# 522 Available for Existing Customers Feb. 1, 2005?



## BuckeyeChris (Apr 20, 2004)

According to this poster on DSLReports.com  who claims to be a CSR for Dish, he states that:

...the 522 should be available to existing customers, come feb 1st(or thereafter). But it is coming for existing customers. Jan 31 is when all of the existing customer promotions ends right now. ...​


----------



## Bill R (Dec 20, 2002)

That rumor has been floating around for a while (with different dates). I would just wait until you hear it DIRECTLY from DISH before you get your hopes up.


----------



## boba (May 23, 2003)

Bill R said:


> That rumor has been floating around for a while (with different dates). I would just wait until you hear it DIRECTLY from DISH before you get your hopes up.


Especially believing a CSR we all know about playing CSR roulette to get the "right" answer. :lol:


----------



## ClaudeR (Dec 7, 2003)

I have a solution to the rumors - IGNORE THEM. (Same goes for anything from Dish). How long have we heard statements like:

By next quarter it will be available.
The other guys make you pay for DVR.
Name Based Recording soon.

etc, etc.


----------



## Mike D-CO5 (Mar 12, 2003)

You know Claude I think your avatar should be Dishnetworks. It seems to symbolize their approach to satellite tv receivers ,when you consider all their great decisions they made this year alone.:sure:


----------



## Mike Richardson (Jun 12, 2003)

If existing subs could lease a 522 that would kick ass. I'd put it on my big TV in single user mode and move the 501 to the bedroom. I'd just need to get another drop to the 522... no wait, we already have 4 drops. They would have to give us a switch or something to get a 5th drop to the 522.


----------



## SimpleSimon (Jan 15, 2004)

Mike: If you've got a 2-bird DP34 and not a Quad LNBF, you can hack the fifth feed by hooking a DP21 to the cascade outputs of the DP34.

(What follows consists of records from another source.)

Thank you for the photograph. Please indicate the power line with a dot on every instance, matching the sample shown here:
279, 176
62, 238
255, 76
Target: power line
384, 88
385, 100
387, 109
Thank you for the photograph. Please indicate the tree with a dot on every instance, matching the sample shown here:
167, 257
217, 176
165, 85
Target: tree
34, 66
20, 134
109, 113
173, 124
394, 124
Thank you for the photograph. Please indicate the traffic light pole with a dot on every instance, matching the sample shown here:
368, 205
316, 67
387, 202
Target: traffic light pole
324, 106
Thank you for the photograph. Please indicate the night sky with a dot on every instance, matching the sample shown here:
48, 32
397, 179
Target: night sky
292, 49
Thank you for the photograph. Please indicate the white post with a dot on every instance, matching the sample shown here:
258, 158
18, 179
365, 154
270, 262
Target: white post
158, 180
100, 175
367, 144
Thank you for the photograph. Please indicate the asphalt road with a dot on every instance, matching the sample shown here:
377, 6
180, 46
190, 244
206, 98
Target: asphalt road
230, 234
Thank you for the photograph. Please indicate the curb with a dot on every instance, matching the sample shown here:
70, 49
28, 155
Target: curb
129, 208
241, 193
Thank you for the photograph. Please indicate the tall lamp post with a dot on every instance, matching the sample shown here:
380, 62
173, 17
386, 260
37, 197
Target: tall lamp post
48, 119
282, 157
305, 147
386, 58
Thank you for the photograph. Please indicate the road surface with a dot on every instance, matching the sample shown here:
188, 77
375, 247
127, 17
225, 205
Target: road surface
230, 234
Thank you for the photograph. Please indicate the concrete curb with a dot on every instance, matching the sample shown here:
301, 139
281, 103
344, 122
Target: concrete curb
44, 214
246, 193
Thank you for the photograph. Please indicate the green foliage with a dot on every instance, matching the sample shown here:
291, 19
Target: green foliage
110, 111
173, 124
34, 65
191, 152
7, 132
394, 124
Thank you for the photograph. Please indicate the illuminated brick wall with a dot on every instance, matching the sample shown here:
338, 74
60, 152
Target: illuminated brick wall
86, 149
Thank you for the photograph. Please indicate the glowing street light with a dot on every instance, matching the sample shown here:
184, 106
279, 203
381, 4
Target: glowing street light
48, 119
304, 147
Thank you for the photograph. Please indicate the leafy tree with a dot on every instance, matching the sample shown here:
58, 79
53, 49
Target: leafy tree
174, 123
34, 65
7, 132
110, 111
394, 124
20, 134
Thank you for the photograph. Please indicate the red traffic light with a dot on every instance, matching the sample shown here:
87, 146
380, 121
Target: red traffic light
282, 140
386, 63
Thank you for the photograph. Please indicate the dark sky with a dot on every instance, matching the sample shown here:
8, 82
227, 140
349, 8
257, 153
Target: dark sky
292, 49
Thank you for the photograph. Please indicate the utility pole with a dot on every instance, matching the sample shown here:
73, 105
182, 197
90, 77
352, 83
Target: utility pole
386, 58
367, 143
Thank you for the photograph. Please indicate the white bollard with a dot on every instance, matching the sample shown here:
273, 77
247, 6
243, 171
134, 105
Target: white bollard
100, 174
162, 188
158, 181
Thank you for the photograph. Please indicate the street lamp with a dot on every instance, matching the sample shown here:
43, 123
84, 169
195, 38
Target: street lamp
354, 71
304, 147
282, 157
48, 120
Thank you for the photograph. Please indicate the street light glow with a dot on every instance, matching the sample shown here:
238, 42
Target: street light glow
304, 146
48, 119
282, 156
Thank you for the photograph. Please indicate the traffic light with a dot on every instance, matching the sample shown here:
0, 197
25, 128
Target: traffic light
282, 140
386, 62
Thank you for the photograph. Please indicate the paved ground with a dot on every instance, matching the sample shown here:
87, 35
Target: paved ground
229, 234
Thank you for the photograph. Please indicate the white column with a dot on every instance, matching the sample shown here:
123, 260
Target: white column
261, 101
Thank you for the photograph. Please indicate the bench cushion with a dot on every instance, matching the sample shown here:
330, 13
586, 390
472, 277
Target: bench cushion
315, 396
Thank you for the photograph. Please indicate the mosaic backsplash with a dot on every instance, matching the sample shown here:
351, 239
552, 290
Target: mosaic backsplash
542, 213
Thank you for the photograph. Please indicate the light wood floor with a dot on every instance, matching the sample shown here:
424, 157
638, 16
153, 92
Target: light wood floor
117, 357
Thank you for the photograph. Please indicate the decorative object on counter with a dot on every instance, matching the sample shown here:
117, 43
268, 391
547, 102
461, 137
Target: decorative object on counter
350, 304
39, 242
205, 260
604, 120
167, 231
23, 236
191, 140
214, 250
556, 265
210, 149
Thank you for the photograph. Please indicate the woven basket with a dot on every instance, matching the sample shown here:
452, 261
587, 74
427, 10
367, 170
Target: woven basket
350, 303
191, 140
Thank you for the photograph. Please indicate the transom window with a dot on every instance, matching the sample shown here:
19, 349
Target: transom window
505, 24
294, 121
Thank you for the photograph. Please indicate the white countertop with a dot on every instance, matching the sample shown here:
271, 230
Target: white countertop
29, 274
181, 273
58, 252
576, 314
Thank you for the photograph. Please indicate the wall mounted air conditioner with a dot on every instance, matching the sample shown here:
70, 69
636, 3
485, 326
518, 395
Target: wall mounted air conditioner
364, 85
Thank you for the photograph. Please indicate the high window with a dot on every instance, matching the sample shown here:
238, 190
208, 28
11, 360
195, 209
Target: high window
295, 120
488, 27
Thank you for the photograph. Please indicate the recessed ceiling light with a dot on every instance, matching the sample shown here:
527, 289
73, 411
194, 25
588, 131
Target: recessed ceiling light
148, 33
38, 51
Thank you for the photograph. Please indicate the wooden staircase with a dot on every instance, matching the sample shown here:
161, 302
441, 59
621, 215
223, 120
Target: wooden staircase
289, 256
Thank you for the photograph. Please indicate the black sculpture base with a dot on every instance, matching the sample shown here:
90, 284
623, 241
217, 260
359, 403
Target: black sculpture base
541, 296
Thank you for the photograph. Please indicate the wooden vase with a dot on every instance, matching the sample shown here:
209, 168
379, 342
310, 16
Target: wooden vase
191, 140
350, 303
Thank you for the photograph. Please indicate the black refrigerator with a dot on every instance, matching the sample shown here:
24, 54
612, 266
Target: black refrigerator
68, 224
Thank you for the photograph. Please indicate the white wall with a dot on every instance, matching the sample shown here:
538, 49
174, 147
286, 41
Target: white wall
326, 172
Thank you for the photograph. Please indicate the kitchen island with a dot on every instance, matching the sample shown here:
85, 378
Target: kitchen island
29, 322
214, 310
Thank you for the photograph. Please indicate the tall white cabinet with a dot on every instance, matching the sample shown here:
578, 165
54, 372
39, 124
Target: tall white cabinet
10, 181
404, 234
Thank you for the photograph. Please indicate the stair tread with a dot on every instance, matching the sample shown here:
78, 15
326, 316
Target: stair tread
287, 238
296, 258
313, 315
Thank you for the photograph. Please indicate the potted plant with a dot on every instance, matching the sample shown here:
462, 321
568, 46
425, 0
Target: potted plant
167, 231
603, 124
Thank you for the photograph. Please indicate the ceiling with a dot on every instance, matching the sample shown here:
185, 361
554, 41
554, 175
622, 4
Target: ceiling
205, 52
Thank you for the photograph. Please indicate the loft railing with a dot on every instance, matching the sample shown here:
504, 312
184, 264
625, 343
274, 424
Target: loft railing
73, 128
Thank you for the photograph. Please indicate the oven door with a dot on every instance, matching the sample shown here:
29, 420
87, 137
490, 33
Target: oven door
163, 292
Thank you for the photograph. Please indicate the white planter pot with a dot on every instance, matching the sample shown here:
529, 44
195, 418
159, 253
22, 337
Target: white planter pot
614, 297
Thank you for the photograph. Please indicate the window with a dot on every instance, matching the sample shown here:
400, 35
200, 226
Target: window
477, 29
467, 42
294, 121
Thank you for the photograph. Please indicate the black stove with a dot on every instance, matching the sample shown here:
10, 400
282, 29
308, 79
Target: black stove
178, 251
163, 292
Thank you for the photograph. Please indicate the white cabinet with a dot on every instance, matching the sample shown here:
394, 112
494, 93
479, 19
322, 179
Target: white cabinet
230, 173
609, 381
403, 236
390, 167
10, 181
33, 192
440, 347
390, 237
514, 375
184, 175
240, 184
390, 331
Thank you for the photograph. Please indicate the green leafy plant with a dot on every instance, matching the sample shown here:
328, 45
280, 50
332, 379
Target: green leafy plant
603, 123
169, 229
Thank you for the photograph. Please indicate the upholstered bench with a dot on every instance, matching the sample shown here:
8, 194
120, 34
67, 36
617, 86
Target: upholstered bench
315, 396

You can still do it if you have 3 birds on the DP34 as long as the fifth tuner doesn't need the third one. Note also that the x2x boxes will not work that way - only a single tuner box can use the fifth feed.


----------



## Bob Haller (Mar 24, 2002)

Mike Richardson said:


> If existing subs could lease a 522 that would kick ass. I'd put it on my big TV in single user mode and move the 501 to the bedroom. I'd just need to get another drop to the 522... no wait, we already have 4 drops. They would have to give us a switch or something to get a 5th drop to the 522.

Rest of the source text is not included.